I clicked the pen in my hand, going back and forth with myself. I could just threaten to take custody of my kids and give her no choice but to be with me, but that would be some hoe ass shit. The thought came easy. I could make the situation bend to my needs. But even as it crossed my mind, it didn't sit right. Not with where I was standing in this moment.

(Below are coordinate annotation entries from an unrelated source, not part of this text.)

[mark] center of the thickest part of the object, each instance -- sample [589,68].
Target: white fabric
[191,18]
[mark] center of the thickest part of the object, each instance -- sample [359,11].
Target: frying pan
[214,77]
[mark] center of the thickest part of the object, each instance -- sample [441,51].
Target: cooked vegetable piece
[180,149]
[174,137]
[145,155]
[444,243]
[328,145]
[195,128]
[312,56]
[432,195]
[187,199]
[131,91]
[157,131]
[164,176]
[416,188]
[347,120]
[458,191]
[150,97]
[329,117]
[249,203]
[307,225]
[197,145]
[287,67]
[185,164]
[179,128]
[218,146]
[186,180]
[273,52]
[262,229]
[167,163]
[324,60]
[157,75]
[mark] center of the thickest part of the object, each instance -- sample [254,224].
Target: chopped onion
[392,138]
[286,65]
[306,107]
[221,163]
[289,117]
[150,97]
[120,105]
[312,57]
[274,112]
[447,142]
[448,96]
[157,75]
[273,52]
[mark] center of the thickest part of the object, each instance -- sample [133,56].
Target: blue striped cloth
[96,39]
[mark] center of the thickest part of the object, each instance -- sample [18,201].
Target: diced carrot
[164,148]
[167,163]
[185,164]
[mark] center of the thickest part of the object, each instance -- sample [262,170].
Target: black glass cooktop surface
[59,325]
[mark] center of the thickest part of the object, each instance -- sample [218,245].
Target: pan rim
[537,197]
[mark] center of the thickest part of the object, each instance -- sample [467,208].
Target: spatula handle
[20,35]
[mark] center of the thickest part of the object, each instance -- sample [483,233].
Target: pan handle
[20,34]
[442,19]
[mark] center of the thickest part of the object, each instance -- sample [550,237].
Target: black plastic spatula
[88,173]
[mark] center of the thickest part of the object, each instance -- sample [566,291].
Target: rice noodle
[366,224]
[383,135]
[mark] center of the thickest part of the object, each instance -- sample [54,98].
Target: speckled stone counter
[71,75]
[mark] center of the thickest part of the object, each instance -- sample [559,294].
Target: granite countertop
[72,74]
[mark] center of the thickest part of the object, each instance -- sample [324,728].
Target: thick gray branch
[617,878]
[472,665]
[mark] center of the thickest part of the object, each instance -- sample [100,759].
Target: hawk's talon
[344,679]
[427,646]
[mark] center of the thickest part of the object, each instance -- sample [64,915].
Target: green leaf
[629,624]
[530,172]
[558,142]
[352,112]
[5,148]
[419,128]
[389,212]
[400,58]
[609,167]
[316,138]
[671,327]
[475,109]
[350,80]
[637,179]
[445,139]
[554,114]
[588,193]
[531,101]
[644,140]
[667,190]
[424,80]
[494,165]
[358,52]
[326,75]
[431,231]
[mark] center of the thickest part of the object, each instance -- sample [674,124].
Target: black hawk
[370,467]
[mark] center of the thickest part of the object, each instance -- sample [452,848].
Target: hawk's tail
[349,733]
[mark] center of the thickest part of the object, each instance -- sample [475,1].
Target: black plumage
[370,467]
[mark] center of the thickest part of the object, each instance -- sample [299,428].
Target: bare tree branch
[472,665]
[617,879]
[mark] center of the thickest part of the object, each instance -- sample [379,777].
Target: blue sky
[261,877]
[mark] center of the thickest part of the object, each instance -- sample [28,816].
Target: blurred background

It dawned on me that if I really loved Nia like I said I did, I'd do what made her happy. That part didn't come with emotion. I looked at her signature again. Then, at the empty space where mine needed to go. My hand tightened slightly around the pen.

I clicked it once.

Then again.

The sound was loud in the quiet room. I clicked the pen and glided it across the paper, leaving my signature. That was it.

Years.

History.

Everything we built was reduced to ink on paper. I sat there for a second after. Letting the weight of what I just did settle in without reacting to it. Then I set the pen down. Stacked the papers back the way they were.

I got out of the bed. Feet hitting the floor steady. I got dressed. In the same way I always did.

Buttoned up.

Put together.

Controlled.

I didn't look back at the bed. Didn't look for anything in that room. There was nothing left in there for me to hold onto. I walked through the house slower than usual. Taking in the quiet.

The small things.

The way the light came through the window.

The way the kitchen sat clean.

The way everything seemed to have already adjusted to me not being there.

I grabbed my keys off the counter. Phone still in my hand. Text still sitting open. I didn't respond. Didn't need to. I had already answered her. I stepped outside, pulling the door closed behind me. I stood there for a second before walking toward my car. Knowing that when I returned, it would be to visit or pick up my kids. Not to come home.

I opened the car door and paused for a second. I spent years believing I was the center of that house. The foundation. The one everything rested on.